Als die Erzählung nur wenige Monate nach „Arme Leute“ in einer Monatszeitschrift veröffentlicht wird, entpuppt sie sich nicht als das, was die Verehrer des literarischen Debüts erwartet hatten. Belinski ist zwar von der sprachlichen Kunstfertigkeit angetan, aber er warnt den Autor davor, sich „auf Kosten der Kunst zu stark auf pathologische Zergliederung einzulassen“. Dabei geht der Kritiker natürlich von seinem eigenen Kunstbegriff aus. Die Kunst soll in seinen Augen vornehmlich als Gewissen und als Enthüllerin gesellschaftlicher Missstände dienen.

Die Reaktionen auf den „Doppelgänger“ verunsichern den gerade noch auf Wolke sieben schwebenden Dostojewski hochgradig. Auf gesellschaftlichem Parkett macht er ohnehin keine gute Figur. Als er von Freunden in den Kreis des Dichters Panejew eingeführt wird, ist dessen Frau von der neuen Bekanntschaft nicht gerade angetan: „Aufgrund seiner Jugend und Nervosität gelang es ihm nicht, sich den Umgangsformen anzupassen“, beschreibt sie sein Auftreten.

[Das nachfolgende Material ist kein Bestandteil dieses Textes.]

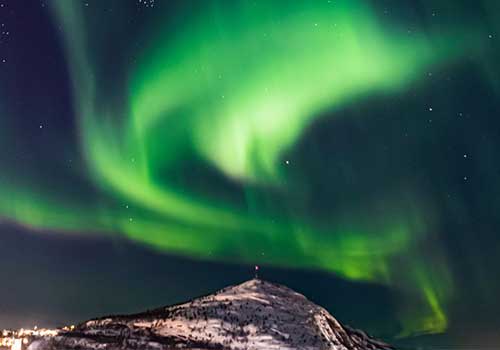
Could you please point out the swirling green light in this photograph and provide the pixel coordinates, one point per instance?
(234, 91)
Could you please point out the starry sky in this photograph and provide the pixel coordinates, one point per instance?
(152, 151)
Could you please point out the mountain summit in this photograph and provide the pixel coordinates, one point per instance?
(255, 315)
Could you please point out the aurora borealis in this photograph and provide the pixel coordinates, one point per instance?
(355, 138)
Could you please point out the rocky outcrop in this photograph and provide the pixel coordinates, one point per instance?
(255, 315)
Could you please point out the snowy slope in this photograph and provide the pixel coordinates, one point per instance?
(255, 315)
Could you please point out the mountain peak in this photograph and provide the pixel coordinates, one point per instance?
(253, 315)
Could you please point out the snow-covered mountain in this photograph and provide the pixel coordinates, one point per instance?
(255, 315)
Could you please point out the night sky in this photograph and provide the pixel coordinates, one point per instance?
(152, 151)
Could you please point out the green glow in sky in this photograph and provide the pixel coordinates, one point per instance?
(233, 89)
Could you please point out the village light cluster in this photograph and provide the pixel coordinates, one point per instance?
(20, 339)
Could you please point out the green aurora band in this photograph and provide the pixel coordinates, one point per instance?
(233, 89)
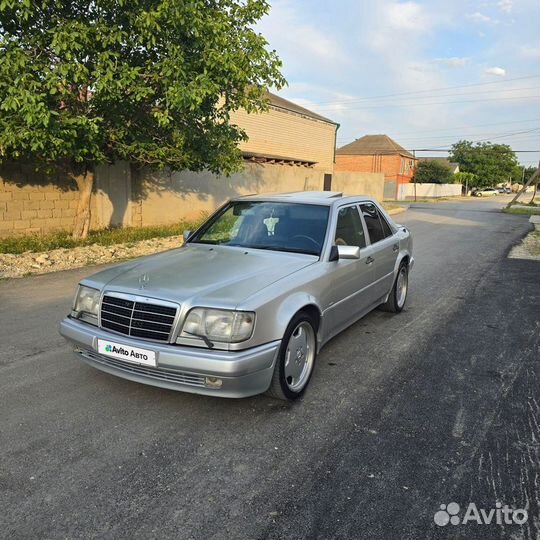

Möglicherweise verhält sich Dostojewski besonders ungeschickt, weil er in die Panejewna eine Zeit lang ernsthaft verliebt ist.

Der ehrgeizige und überspannte Neuling wird zur Zielscheibe zunächst milden Spottes, der sich aber zunehmend verschärft. Turgenjew, der Dostojewski zunächst enthusiastisch zugetan schien, macht eines Abends im Kreis eine Bemerkung über einen „Provinzler, der sich für ein Genie hält“. Für den tiefgetroffenen Dostojewski ist dies der Anlass, sich für immer aus dem Zirkel zu verabschieden. Zu den drückenden Geldnöten, seiner Dauerbegleitung, kommen jetzt Phasen der Melancholie und der Selbstzweifel.

In dieser Situation kommt Dostojewski in Kontakt mit einem Kreis ernsthafter junger Männer, angeführt von dem Brüderpaar Beketow, von denen einer ein Mitstudent Dostojewskis an der Ingenieursschule gewesen war. In diesem Kreis wird nicht nur über einen utopischen Sozialismus philosophiert. Man versucht zugleich, nach den eigenen Idealen zu handeln. Die Männer gründen auf Dostojewskis Initiative hin sogar eine Wohngemeinschaft.

Bruder, ich mache nicht nur eine moralische, sondern auch eine physische Wiedergeburt durch, schreibt er im November 1846 an Michail. Noch nie war in mir solche Klarheit, solch innerer Reichtum, noch nie war mein Charakter so ausgeglichen, meine Gesundheit so zufriedenstellend wie jetzt. Dies verdanke ich in hohem Maße meinen Freunden, mit denen ich lebe. Dostojewski erwähnt hier ausdrücklich seine Gesundheit, da er in den Monaten zuvor stark an einer Nervenkrankheit gelitten hat. Möglicherweise sind es schon die Anzeichen seiner späteren Epilepsie. Die Anfälle sind zwar nicht von Krämpfen, aber von zeitweiliger Bewusstlosigkeit begleitet.

Der Beketow-Zirkel besteht nur kurze Zeit, da die Brüder Petersburg verlassen, doch ein anderes Brüderpaar aus dem Freundeskreis, Walerian und Apollon Maikow, bleibt Dostojewski als Stütze erhalten. Walerian ist Literaturkritiker und bricht öffentlich eine Lanze für ihn. Tragischerweise stirbt Walerian schon 1847, während der Dichter Apollon Maikow ein lebenslanger Freund wird.